When presented with a situation, it’s almost inevitable that two individuals with different personalities will react to it differently. This is particularly true when the situation is difficult and related to work or our private lives. Some people theorize that couples whose views and behaviors differ significantly from each other actually fare better when facing difficulties together.
According to the Myers-Briggs Type Indicator, there are two distinct types of people, namely Thinkers and Feelers. The former make decisions based upon logic and objective truth, and after weighing up all the options thoroughly, whereas the latter make decisions based on their feelings, intuition and on the basis of how the decision they make would affect them and those around them.
Some people believe that an ideal couple consists of a Thinker and a Feeler, because they will try and solve a problem using completely different approaches to each other. Here are 8 reasons to back up this notion:
1. Thinkers count on facts. Feelers take note of emotions.
When a relationship is about to commence, a Thinker will take in all the hard facts about the other individual, such as social status, financial clout, their ability to devote free time to the relationship, and so on. Another consideration made by the Thinker is whether there is actually a necessity for a relationship in his or her life at that point in time.
On the other hand, a Feeler will just evaluate how he or she feels about the other person. Even if all objective reality serves to work against the relationship, a Feeler will not let such considerations get in the way of the love they’re feeling. It goes without saying that most relationships begin due to Feelers.
2. Thinkers take cues from external signals when something is wrong. Feelers just know that there is.
A Thinker needs hard proof of a relationship turning sour, such as a flirty text message to another person.
A Feeler will just go on a hunch without any proof whatsoever. He or she will note changes in body language and tone of voice, as well as be the first to state that there is a problem in the relationship.
3. Thinkers see the bad first. Feelers see the good first.
A Thinker tends to be the one who gives up and only begins to see what’s wrong.
In the event of the above, the Feeler begins seeking out the good things in the relationship as validation for staying together.
Because of these different perspectives, the ability to tackle a crisis and come through it in one piece increases.

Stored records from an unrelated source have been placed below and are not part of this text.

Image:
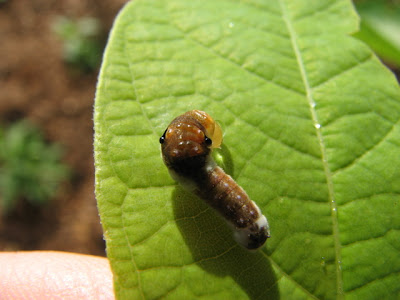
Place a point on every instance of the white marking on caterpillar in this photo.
(186, 147)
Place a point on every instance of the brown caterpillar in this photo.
(186, 147)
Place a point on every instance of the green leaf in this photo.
(380, 29)
(311, 124)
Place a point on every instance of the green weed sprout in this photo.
(29, 168)
(82, 45)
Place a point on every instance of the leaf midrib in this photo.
(317, 126)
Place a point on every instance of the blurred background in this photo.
(50, 54)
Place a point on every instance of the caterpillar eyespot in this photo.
(186, 147)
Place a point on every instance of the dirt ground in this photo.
(36, 84)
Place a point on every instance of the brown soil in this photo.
(36, 84)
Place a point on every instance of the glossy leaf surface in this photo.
(311, 132)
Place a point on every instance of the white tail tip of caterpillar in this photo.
(254, 236)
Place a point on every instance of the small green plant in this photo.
(82, 43)
(29, 168)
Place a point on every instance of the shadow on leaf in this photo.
(211, 243)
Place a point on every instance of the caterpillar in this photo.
(186, 147)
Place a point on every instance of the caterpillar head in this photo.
(188, 141)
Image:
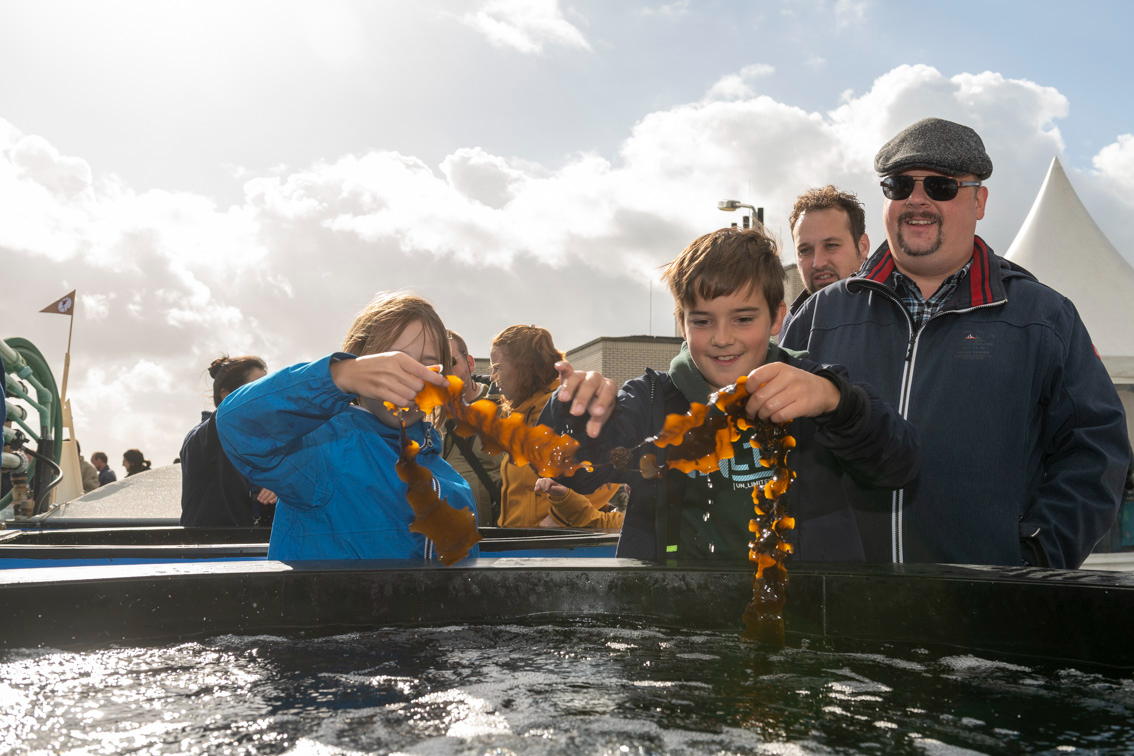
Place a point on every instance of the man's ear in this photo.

4. Conflicts are natural for Thinkers. They are disasters for Feelers.
A Thinker is the first to admit that there’s a problem that needs solving.
A Feeler is mortified about having an argument. They feel fear and will suffer until there is harmony between the two parties once again. In addition, they will strive to restore harmony using all means necessary.
As is evident from the above, Thinkers are about conflict resolution, whereas Feelers are all about conflict avoidance! The Thinker is usually the individual who has to be proactive about restoring harmony in the relationship.
5. Thinkers are problem-solvers. Feelers wait for Thinkers to solve a problem.
A Thinker will go out of his or her way to make amends for a problem immediately after recognizing it.
A Feeler doesn’t attempt to do anything until his or her feelings of fear and hurt have subsided.
6. Thinkers need to be in charge. Feelers need to be loved.
A Thinker bears responsibility for his or her actions, and is comfortable about doing so.
A Feeler readily accepts such caring, and tends to feel lost when he or she is not receiving the love and attention they need.
Couples alert: if your partner is distressed, be sure to give them a big hug whenever you can.